Understanding the behavior of C's preprocessor when a macro indirectly expands itself

While I was working on a big project full of macro tricks and wizardry, I stumbled upon a bug in which a macro was not expanding properly. The resulting output was "EXPAND(0)", but EXPAND was defined as "#define EXPAND(X) X", so clearly the output should have been "0".

"No problem", I thought to myself. "It's probably some silly mistake, there are some nasty macros here, after all, plenty of places to go wrong". As I thought that, I isolated the misbehaving macros into their own project, about 200 lines, and started working on a MWE to pinpoint the problem. 200 lines became 150, which in turn became 100, then 20, 10... To my absolute shock, this was my final MWE:

#define EXPAND(X) X
#define PARENTHESIS() ()
#define TEST() EXPAND(0)
   

EXPAND(TEST PARENTHESIS()) // EXPAND(0)

4 lines.

To add insult to injury, almost any modification to the macros will make them work correctly:

#define EXPAND(X) X
#define PARENTHESIS() ()
#define TEST() EXPAND(0)


// Manually replaced PARENTHESIS()
EXPAND(TEST ()) // 0
#define EXPAND(X) X
#define PARENTHESIS() ()
#define TEST() EXPAND(0)


// Manually replaced TEST()
EXPAND(EXPAND(0)) // 0
// Set EXPAND to 0 instead of X
#define EXPAND(X) 0
#define PARENTHESIS() ()
#define TEST() EXPAND(0)


EXPAND(TEST PARENTHESIS()) // 0

But most importantly, and most oddly, the code below fails in the exact same way:

#define EXPAND(X) X
#define PARENTHESIS() ()
#define TEST() EXPAND(0)
   

EXPAND(EXPAND(EXPAND(EXPAND(TEST PARENTHESIS())))) // EXPAND(0)

This means the preprocessor is perfectly capable of expanding EXPAND, but for some reason, it absolutely refuses to expand it again in the last step.

Now, how I'm going to solve this problem in my actual program is neither here nor there.
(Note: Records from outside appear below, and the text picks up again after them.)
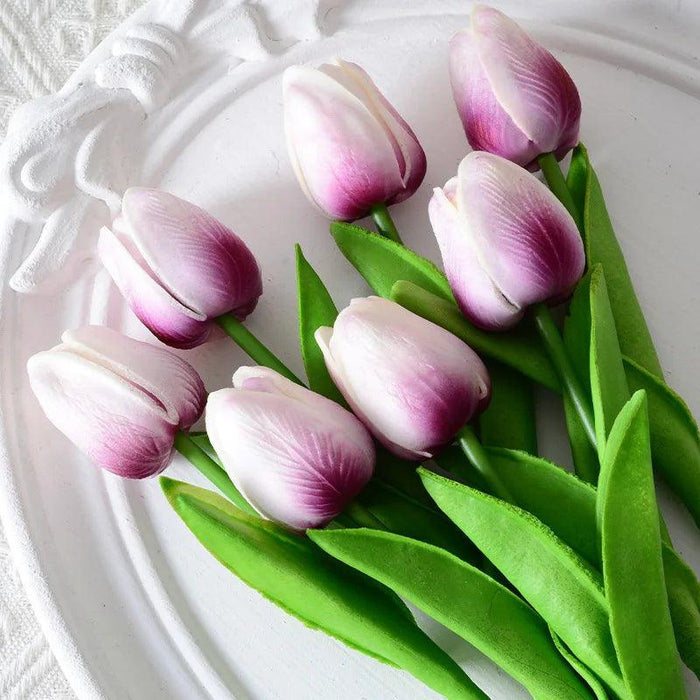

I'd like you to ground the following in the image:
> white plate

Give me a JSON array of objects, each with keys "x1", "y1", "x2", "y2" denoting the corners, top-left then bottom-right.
[{"x1": 0, "y1": 0, "x2": 700, "y2": 700}]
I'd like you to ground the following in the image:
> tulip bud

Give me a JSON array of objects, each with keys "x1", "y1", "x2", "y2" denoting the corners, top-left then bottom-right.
[
  {"x1": 98, "y1": 187, "x2": 262, "y2": 348},
  {"x1": 27, "y1": 326, "x2": 206, "y2": 479},
  {"x1": 316, "y1": 297, "x2": 490, "y2": 460},
  {"x1": 284, "y1": 59, "x2": 426, "y2": 221},
  {"x1": 428, "y1": 151, "x2": 586, "y2": 330},
  {"x1": 206, "y1": 367, "x2": 375, "y2": 530},
  {"x1": 450, "y1": 5, "x2": 581, "y2": 170}
]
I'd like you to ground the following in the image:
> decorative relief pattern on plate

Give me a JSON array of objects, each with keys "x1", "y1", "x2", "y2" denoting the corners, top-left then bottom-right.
[{"x1": 0, "y1": 0, "x2": 318, "y2": 292}]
Although a solution would be nice (i.e. a way to expand the token EXPAND(TEST PARENTHESIS()) to 0), the thing I'm most interested in is: why? Why did the C preprocessor come to the conclusion that "EXPAND(0)" was the correct expansion in the first case, but not in the other ones?
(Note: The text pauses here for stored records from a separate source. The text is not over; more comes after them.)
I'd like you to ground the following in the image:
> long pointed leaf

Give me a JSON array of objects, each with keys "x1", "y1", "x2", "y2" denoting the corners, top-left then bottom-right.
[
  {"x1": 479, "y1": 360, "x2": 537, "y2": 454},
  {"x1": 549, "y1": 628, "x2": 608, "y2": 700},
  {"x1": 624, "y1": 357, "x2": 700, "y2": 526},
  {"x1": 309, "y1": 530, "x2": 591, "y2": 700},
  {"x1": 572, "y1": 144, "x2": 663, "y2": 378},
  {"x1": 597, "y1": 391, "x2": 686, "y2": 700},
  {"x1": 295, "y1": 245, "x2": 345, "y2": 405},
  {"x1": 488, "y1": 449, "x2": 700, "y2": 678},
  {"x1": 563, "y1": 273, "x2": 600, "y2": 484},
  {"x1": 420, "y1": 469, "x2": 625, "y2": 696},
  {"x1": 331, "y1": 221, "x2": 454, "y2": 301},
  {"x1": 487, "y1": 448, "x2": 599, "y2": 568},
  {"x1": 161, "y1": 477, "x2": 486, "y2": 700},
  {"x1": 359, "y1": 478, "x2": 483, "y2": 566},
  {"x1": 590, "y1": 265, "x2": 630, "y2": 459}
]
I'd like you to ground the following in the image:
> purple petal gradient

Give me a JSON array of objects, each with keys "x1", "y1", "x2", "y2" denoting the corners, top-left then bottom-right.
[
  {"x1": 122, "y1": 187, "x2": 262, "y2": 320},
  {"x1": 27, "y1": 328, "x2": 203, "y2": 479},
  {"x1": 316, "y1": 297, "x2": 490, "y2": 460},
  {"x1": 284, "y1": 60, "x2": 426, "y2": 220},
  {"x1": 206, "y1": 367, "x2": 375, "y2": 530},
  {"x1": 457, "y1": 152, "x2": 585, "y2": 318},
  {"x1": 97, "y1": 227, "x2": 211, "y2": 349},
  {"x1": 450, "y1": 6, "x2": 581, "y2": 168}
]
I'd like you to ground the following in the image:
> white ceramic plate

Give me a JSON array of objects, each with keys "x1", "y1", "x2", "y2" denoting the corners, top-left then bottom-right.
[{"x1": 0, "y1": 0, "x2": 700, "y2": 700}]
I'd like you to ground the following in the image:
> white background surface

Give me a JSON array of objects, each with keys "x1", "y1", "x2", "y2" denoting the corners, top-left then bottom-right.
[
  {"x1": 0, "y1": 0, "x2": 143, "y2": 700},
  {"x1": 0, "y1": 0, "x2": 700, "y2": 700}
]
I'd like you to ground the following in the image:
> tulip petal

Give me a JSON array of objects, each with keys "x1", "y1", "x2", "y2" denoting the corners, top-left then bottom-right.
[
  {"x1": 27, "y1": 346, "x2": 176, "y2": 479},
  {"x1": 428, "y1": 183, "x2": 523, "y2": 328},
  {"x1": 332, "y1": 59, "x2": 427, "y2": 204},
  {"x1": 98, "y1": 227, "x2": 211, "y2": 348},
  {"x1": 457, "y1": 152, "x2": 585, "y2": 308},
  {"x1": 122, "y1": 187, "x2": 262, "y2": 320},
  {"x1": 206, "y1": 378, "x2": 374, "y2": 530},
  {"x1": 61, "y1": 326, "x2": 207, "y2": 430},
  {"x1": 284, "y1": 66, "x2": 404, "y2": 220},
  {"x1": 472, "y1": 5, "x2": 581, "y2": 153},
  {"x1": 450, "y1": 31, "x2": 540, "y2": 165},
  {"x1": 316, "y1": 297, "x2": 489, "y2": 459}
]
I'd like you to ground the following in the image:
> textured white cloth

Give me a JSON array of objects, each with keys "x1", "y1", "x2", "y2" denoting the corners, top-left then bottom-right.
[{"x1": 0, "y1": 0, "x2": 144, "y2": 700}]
Although it's easy to find resources on what the C preprocessor does (and some magic that you can do with it), I've yet to find one that explains how it does it, and I want to take this opportunity to understand better how the preprocessor does its job and what rules it uses when expanding macros.

So in light of that: What is the reasoning behind the preprocessor's decision to expand the final macro to "EXPAND(0)" instead of "0"?
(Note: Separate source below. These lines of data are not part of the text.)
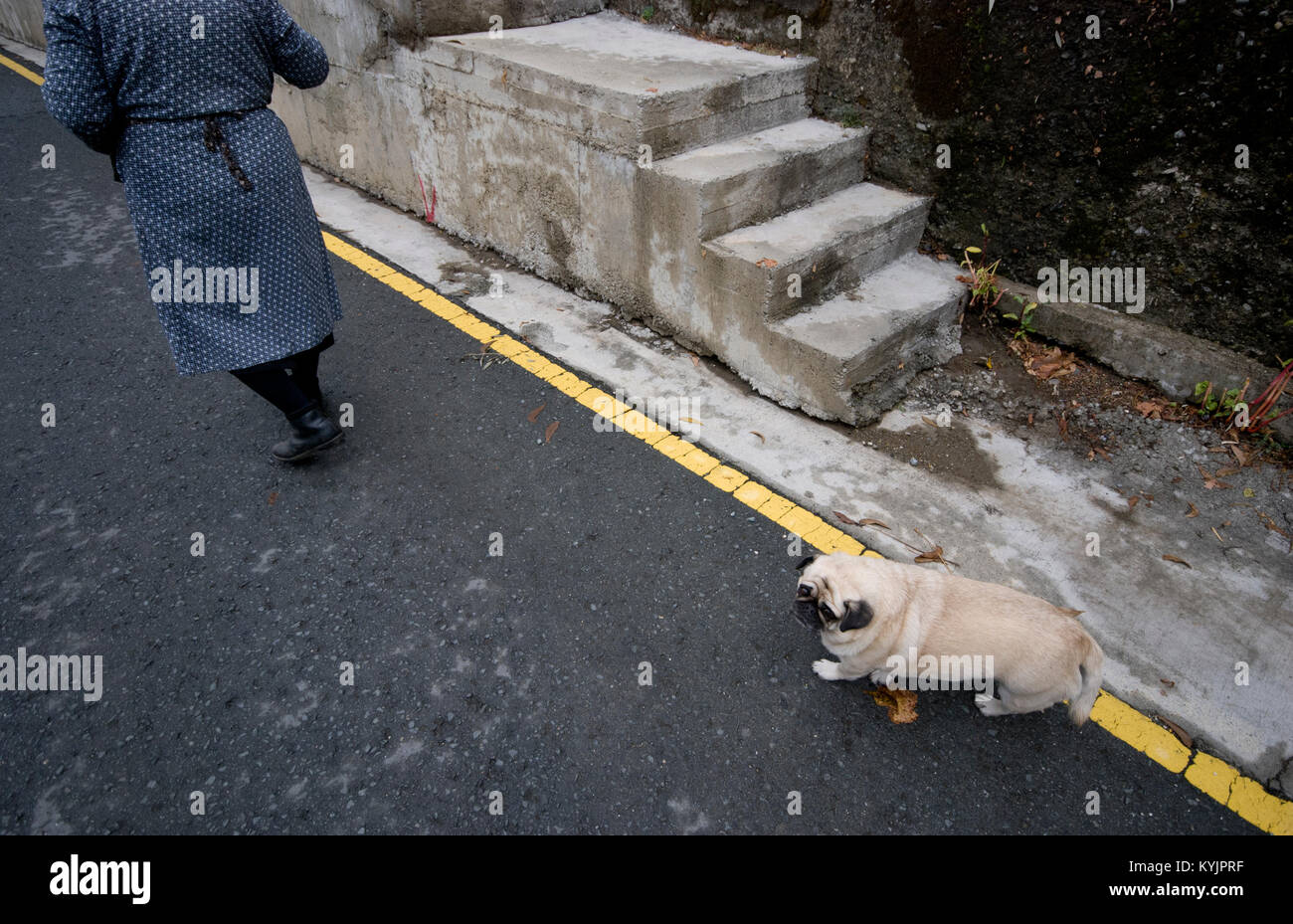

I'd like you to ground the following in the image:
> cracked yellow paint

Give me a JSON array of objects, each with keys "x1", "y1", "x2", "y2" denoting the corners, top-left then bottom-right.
[
  {"x1": 677, "y1": 449, "x2": 719, "y2": 474},
  {"x1": 759, "y1": 491, "x2": 794, "y2": 523},
  {"x1": 0, "y1": 55, "x2": 46, "y2": 87},
  {"x1": 732, "y1": 478, "x2": 772, "y2": 510},
  {"x1": 1091, "y1": 690, "x2": 1190, "y2": 773},
  {"x1": 705, "y1": 465, "x2": 750, "y2": 493}
]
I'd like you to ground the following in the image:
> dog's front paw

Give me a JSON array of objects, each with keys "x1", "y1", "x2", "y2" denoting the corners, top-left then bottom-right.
[
  {"x1": 870, "y1": 666, "x2": 897, "y2": 689},
  {"x1": 974, "y1": 692, "x2": 1010, "y2": 716},
  {"x1": 812, "y1": 657, "x2": 840, "y2": 679}
]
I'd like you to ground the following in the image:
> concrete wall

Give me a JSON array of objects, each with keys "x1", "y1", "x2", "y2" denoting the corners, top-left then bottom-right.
[{"x1": 607, "y1": 0, "x2": 1293, "y2": 366}]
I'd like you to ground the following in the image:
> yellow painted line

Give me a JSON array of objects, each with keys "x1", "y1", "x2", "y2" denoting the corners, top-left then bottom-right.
[
  {"x1": 338, "y1": 232, "x2": 1293, "y2": 834},
  {"x1": 0, "y1": 55, "x2": 46, "y2": 87}
]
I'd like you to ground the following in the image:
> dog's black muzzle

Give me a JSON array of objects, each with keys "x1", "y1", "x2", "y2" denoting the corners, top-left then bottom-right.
[{"x1": 794, "y1": 584, "x2": 822, "y2": 630}]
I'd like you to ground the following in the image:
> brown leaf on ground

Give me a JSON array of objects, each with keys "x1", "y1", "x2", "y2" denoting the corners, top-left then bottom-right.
[
  {"x1": 1135, "y1": 401, "x2": 1165, "y2": 420},
  {"x1": 1197, "y1": 462, "x2": 1233, "y2": 491},
  {"x1": 1255, "y1": 510, "x2": 1289, "y2": 539},
  {"x1": 1024, "y1": 346, "x2": 1077, "y2": 381},
  {"x1": 867, "y1": 686, "x2": 921, "y2": 725},
  {"x1": 1155, "y1": 716, "x2": 1195, "y2": 748}
]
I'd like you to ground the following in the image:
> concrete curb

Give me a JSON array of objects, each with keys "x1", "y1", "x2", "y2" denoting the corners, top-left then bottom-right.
[{"x1": 997, "y1": 279, "x2": 1293, "y2": 444}]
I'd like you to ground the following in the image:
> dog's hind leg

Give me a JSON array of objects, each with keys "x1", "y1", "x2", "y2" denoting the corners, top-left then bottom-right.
[
  {"x1": 812, "y1": 657, "x2": 866, "y2": 679},
  {"x1": 997, "y1": 685, "x2": 1064, "y2": 715},
  {"x1": 974, "y1": 686, "x2": 1013, "y2": 716}
]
Edit: After reading Chris Dodd's very detailed, logical and well-put answer, I did what anybody would do in the same situation... try to come up with a counterexample :)

What I concocted was this different 4-liner:

#define EXPAND(X) X
#define GLUE(X,Y) X Y
#define MACRO() GLUE(A,B)


EXPAND(GLUE(MACRO, ())) // GLUE(A,B)

Now, knowing the fact that the C preprocessor is not Turing complete, there is no way the above will ever expand to A B. If that were the case, GLUE would expand MACRO and MACRO would expand GLUE. That would lead to the possibility of unlimited recursion, probably implying Turing Completeness for the Cpp. So sadly for the preprocessor wizards out there, the above macro not expanding is a guarantee.

It failing is not really the problem, the real problem is: Where? Where did the preprocessor decide to stop the expansion?

Analyzing the steps:

  • step 1 sees the macro EXPAND and scans in argument list GLUE(MACRO, ()) for X
  • step 2 recognizes GLUE(MACRO, ()) as a macro:
    • step 1 (nested) gets MACRO and () as arguments
    • step 2 scans them but finds no macro
    • step 3 inserts into the macro body yielding: MACRO ()
    • step 4 suppresses GLUE and scans MACRO () for macros, finding MACRO
      • step 1 (nested) gets an empty token sequence for the argument
      • step 2 scans that empty sequence and does nothing
      • step 3 inserts into the macro body GLUE(A,B)
      • step 4 scans GLUE(A,B) for macros, finding GLUE. It is suppressed, however, so it leaves as is.
  • so the final value for X after step 2 is GLUE(A,B) (notice that since we are not in step 4 of GLUE, in theory, it is not suppressed anymore)
  • step 3 inserts that into the body, giving GLUE(A,B)
  • step 4 suppresses EXPAND and scans GLUE(A,B) for more macros, finding GLUE (uuh)
    • step 1 gets A and B for the arguments (oh no)
    • step 2 does nothing with them
    • step 3 substitutes into the body giving A B (well...)
    • step 4 scans A B for macros, but finds nothing
  • the final result is then A B

Which would be our dream. Sadly, the macro expands to GLUE(A,B).

So our question is: Why?

2834 次浏览

After reading Chris Dodd's masterful answer and spending some time thinking, I think I've wrapped my head around the problem.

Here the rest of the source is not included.